Two United Nations rights specialists, including the rights envoy to Cambodia, have voiced concerns over ongoing legal intimidation against 140 members of the dissolved opposition Cambodia National Rescue Party.
In a statement issued Wednesday from Geneva, the UN claimed that 140 members of the CNRP were questioned, summoned, or detained by Cambodian authorities and courts in relation to gatherings and online comments, allegedly supporting self-exiled opposition leader Sam Rainsy and president of the dissolved CNRP, Kem Sokha, who is now under house arrest after being jailed for over a year in 2017.
The UN rights rapporteurs Rhona Smith and David Kaye were quoted in the statement as saying the recent actions reflected serious restrictions on “freedom of speech both offline and online” from the Cambodian government. The rights experts urged the Cambodian government to “reverse the current downward trend in the enjoyment of political rights and fundamental freedoms.”
“We are concerned about the use of criminal law to target free speech, both offline and online,” said UN rights experts.

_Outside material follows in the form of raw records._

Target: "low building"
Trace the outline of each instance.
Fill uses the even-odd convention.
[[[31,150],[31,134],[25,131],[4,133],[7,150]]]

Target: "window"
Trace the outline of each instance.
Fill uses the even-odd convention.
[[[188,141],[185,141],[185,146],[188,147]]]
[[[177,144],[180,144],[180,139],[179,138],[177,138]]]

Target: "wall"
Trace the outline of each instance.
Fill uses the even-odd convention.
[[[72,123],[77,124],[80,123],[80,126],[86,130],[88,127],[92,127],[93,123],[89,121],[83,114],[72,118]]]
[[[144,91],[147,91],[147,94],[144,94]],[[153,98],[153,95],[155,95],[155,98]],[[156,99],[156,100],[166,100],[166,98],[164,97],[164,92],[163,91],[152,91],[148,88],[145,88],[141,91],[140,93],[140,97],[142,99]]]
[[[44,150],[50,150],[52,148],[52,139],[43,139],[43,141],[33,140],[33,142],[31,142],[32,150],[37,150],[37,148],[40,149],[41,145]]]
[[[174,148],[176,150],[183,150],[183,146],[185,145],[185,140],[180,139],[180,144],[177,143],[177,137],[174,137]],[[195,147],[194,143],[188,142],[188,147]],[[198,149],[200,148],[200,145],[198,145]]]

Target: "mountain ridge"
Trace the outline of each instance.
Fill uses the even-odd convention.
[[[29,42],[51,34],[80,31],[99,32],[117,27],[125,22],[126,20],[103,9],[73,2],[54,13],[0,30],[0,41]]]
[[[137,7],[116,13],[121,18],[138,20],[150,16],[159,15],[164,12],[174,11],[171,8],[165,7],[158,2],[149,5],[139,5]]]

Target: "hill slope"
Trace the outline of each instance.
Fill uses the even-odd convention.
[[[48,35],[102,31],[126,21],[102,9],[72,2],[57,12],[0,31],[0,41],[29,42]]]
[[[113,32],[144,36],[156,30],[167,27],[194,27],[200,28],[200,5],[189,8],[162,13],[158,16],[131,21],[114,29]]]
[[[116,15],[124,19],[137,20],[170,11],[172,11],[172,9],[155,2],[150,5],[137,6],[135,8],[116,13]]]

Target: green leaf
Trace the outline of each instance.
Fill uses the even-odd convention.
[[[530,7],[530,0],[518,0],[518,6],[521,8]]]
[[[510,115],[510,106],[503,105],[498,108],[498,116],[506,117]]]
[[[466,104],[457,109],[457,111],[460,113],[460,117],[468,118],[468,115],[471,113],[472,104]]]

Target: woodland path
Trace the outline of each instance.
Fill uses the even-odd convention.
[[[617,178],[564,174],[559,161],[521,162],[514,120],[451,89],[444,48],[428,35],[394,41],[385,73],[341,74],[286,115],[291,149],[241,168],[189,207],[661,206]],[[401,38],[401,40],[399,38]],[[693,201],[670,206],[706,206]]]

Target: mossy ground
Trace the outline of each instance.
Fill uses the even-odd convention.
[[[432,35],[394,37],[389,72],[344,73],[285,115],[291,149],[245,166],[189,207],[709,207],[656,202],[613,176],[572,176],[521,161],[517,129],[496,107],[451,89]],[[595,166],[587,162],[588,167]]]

“Everyone has the right to freedom of expression. This right is one of the essential foundations for a democratic and just society. Restrictions on freedom of expression must be limited and strictly defined and statements of support for political leaders do not fall within such permitted limitations.”
Cambodia’s supreme court, which is dominated by the ruling Cambodian People’s Party, dissolved the CPP’s largest opponent, the CNRP, in November 2017. The court also banned 108 CNRP members from participating in all types of political activities.
Recently, authorities and local courts of Cambodia summoned members of the dissolved CNRP for violating the supreme court’s ruling.
The UN experts said the claim made by Cambodia’s courts and authorities did not specify the nature of the alleged violation and the defense lawyer was not allowed to make copies of any of the case files in order to prepare an adequate defense in time.
Two members of dissolved CNRP in Battambang and Banteay Meanchey provinces, Dim Saroeun, and Tout Veasna, were summoned this week to appear before the courts in a similar case.
A former member of the provincial councilor from the opposition party in Battambang province, Dim Saroeun, 46, said that the court’s subpoena is a “politically motivated” act.
“I am now a normal citizen, so what authority and duty do I have to oppose the ruling of the Supreme Court, which dissolved the Cambodia National Rescue Party on November 16, 2017?” he asked.
Saroeun added that some of the former CNRP members do occasional gatherings for eating Cambodian noodles but that has no relation to politics.
“Will I commit something wrong if I just meet other people for eating noodle [nom banhchok], talking and recounting about presidents Sam Rainsy and Kem Sokha?” he asked.
Saroeun said he will appear at Battambang provincial court on June 21, as will Tout Veasna, who is expected to show up in Banteay Meanchey provincial court on July 10.
Officials at both courts—Batambang and Banteay Meanchey provinces—could not be reached for comments.
Am Sam Ath, monitoring manager for local rights group LICADHO, told VOA Khmer that ongoing repression on opposition members will likely cost Cambodia its EU trade scheme ‘Everything But Arms” or EBA.
“During that mission, they put conditions that the prosecutions against opposition’s activists must stop and that there must be an improvement of human rights and the restoration of democracy in Cambodia,” Am Sam Ath said.
Following a systematic government crackdown in 2017, the EU put forward procedures to withdraw Cambodia from its trade benefits, which provide free tariffs to almost every imported product from Cambodia.
Cambodia has eighteen months to reverse the damage done to democracy and fundamental human rights in order to retain its trade benefits.